我に返ったきっかけは、どちらのものか分からないお腹の音だ。
お腹に動いた感覚があったから私だったのかもしれない。
とにかく、ぐうう、という音とともに、反射的に智くんは私を離した。
それでも、暗がりでも顔がハッキリ見える程度の距離だったから、私は俯いた。
泣いていたから目も真っ赤で、お化粧も崩れてしまっているだろう。
智くんに、あまりにひどい顔は見せたくない。
だけど、智くんはそんなこと気にしていないようだった。
あっけらかんとした口調で自分のお腹を触る。
「ごめん。腹減ったよな。仕事明けだもんな」
「う、うん。
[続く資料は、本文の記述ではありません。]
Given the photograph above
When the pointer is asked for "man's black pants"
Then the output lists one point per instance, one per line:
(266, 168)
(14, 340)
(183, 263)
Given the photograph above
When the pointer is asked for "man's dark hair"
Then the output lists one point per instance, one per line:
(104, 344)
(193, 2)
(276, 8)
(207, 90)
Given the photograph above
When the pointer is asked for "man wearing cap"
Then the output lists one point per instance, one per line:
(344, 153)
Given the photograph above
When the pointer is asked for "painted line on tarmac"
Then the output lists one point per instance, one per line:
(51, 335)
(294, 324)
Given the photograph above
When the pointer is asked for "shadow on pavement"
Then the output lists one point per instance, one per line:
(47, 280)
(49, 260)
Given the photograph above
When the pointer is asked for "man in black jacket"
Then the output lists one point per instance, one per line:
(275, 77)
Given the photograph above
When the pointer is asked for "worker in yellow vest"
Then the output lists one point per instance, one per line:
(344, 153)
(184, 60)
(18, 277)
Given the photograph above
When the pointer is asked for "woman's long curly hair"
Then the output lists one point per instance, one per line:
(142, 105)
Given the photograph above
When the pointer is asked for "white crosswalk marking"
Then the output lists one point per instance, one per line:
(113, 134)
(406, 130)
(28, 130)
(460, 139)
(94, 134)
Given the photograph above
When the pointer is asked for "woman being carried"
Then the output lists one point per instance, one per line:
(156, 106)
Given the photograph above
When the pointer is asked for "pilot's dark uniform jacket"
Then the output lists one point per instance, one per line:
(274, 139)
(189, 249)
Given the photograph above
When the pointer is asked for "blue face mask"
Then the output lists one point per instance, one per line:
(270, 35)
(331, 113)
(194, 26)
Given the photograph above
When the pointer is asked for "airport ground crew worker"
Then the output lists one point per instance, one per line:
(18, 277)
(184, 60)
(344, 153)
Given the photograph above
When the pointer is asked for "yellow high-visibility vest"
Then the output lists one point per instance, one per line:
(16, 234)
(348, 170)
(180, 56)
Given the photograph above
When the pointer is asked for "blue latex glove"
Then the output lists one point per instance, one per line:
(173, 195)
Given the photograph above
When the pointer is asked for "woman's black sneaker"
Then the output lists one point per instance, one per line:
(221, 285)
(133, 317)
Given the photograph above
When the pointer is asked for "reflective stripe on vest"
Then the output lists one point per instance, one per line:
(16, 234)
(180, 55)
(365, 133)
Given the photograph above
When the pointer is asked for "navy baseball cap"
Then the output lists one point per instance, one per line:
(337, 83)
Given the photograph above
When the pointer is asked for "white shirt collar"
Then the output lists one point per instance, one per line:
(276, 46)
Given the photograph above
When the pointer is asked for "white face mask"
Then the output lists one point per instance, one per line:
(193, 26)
でも、そういえば智くん、お仕事は?」
「まだ納期が先だから今は余裕があるんだ。俺ペーペーだし。指示されなきゃ動けないから」
そう言って私から離した手をポケットに突っ込んだ。
と思ったら再び両手を自分の目の前に広げて、きょろきょろと辺りを見回す。
「あれ、やべ。落としてきた」
「どうしたの?」
「紗優の絵本。どっかで落とした。……あー、さっき紗優がコケたところでだ」
頭をガリガリとかいて、私をちらりと見る。